Actually, the reason Apollo wasn’t sustainable beyond the first few Lunar missions is because it had no objectives beyond that. Once the United States demonstrated technological dominance over the Soviet Union by putting footprints and flags on the surface and the public lost what interest it had (which was never more than 50% approval at any time during the program) the program rapidly coasted toward dissolution, to the point that even proposals to use spare hardware only resulted in the Apollo-Soyuz Test Project and the abortive Skylab, with several Saturn V flight sets and Apollo CSMs virtually complete scrapped or used as display pieces.
It didn’t help that Nixon had zero interest in continuing a program started under Kennedy and heavily promoted by Johnson, but the fact that it had no real goals beyond slightly longer Lunar J-class survey missions and no planned infrastructure for a sustainable human presence in space meant that beyond keeping contractors pockets full of cash there was no impetus to continue the program. Space Transportation System (“Shuttle”) was started primarily to keep the contractors employed, but lacking a space station to support it had few dedicated mission needs, hence the decree that all government satellite launches would be by the Shuttle program even if it made little sense to do so, and the abortive and costly “Blue Shuttle” program in which the USAF would borrow NASA Shuttles to be flown from Vandenberg AFB out of SLC-6 before the Challenger disaster put an end to Air Force interest in being involved in Shuttle.
Apollo was a very fast, highly integrated program; I woudn’t quite call it a “crash” effort, although the artificial decree that Kennedy set for landing men on the surface of the Moon did result in taking on a lot of risk that would be unacceptable by modern safety standards (and rightfully so). There were technical experts giving the Apollo XI mission only a 50% chance of success, although what the actual basis for that was I cannot say because the system was so complex that reliability estimates would only be guesswork.

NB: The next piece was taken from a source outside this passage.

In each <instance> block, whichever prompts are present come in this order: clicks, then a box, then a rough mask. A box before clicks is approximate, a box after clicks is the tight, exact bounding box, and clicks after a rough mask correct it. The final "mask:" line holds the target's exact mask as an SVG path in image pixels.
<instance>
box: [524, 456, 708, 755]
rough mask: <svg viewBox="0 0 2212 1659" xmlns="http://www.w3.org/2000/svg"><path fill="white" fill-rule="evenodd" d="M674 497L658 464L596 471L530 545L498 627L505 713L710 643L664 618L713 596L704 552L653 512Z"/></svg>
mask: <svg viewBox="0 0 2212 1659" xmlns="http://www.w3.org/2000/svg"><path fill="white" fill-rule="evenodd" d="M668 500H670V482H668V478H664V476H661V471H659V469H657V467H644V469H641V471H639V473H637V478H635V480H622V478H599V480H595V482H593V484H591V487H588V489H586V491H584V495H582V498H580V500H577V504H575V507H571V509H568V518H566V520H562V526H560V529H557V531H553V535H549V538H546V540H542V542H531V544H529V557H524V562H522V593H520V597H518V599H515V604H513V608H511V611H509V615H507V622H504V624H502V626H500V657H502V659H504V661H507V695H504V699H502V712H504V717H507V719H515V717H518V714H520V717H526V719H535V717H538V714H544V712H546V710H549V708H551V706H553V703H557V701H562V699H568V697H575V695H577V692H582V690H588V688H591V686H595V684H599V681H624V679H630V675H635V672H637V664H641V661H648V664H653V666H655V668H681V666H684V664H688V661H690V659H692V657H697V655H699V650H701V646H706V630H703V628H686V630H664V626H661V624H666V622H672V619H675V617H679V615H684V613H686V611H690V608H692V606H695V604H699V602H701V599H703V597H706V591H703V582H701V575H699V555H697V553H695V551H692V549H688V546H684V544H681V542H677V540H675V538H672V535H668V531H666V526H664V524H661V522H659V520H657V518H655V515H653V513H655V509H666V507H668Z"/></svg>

Meanwhile, uncrewed programs have visited every planetary body in the Solar System, have increased our knowledge of planetology and astronomy by orders of magnitude, and have cost a tiny fraction of the crewed program efforts which are largely concerned with just keeping human astronauts alive and marginally functional. The Mars rovers, and especially Curiosity and Perseverance, are marvels of compact and reliable technology, and the Voyager, Galileo, Ulysses, and Cassini-Huygens missions have collected information we could never have achieved with human exploration. I knew crewed exploration gets space enthusiasts’ juices flowing but on a scientific value per dollar basis crewed missions are like owning a yacht; you are basically just throwing bags of money in a pit and setting it on fire.